Reputation: 4217
Average network timings on chrome i executed emulating chrome's regular 3G network:
gzip
Non compressed
I have calculated "Data Receive Time" as difference between Time and Latency because as per their definitions: Time is total duration, from the start of the request to the receipt of the final byte in the response. Latency is the time to load the first byte in the response.
I have few things that are not clear:
I was assuming since client would receive compressed data, Un-Compress it and then render it. So this should have taken more time.
Without compression browser had to just receive data and render that.
So with compression we have one extra step of uncompressing and still time is lower. Anyone has explanation for this?
Upvotes: 0
Views: 348
Reputation: 635
I'm not sure I understand the quandary. Latency in this discussion is essentially response time; Client asked for some data, and x amount of time transpired until the first byte of the response was received.
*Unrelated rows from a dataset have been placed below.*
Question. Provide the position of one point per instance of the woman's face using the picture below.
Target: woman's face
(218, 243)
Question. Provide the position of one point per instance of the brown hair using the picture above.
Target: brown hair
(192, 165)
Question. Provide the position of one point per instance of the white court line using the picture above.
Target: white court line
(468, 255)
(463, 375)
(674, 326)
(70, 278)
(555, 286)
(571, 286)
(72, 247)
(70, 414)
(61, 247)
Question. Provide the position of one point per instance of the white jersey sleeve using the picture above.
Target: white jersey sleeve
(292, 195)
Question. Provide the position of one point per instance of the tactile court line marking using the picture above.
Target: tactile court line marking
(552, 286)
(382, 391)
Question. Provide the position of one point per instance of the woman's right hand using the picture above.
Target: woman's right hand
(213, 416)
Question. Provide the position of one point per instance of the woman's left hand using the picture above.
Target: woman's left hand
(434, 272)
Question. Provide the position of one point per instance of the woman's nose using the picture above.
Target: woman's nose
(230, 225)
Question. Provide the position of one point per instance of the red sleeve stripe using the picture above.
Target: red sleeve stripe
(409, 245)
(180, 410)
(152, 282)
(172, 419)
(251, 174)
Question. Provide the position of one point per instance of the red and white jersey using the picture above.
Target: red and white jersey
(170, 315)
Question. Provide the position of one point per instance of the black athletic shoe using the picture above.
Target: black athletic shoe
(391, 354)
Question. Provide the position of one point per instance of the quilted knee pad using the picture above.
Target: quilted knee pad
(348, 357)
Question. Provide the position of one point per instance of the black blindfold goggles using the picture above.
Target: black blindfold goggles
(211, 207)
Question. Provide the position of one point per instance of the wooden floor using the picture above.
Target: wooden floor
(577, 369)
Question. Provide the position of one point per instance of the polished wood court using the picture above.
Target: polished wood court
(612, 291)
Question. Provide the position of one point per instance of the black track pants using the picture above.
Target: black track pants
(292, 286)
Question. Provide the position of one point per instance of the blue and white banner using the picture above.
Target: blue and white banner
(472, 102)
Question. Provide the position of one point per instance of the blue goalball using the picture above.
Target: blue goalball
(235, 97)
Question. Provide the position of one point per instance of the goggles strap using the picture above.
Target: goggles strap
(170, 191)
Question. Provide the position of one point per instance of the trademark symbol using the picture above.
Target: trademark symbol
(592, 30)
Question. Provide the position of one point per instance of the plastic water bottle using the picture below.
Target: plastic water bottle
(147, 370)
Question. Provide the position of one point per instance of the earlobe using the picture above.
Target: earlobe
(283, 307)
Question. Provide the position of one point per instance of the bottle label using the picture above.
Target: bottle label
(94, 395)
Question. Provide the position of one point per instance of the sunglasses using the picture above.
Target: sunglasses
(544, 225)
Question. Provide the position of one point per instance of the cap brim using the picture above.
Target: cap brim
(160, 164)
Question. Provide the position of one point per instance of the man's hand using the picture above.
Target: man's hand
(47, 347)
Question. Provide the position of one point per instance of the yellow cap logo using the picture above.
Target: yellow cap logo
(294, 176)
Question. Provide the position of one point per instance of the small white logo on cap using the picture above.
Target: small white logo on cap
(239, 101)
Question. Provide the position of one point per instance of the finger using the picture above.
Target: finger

Thus, it can be thought of as an amalgamation of server process time plus network latency.
Data receive time can be thought of as network latency distributed across every packet of the response. The compressed data requires fewer network packets to transfer, which not only reduces the time to transfer because of sheer size reduction, it also reduces the effect of latency per packet because fewer packets transferred = less impact from latency overall.
So what is surprising here? Less data takes less time to transfer. The cost of decompressing that data in terms of CPU cycles is vastly lower than the amount of latency in just about any connection.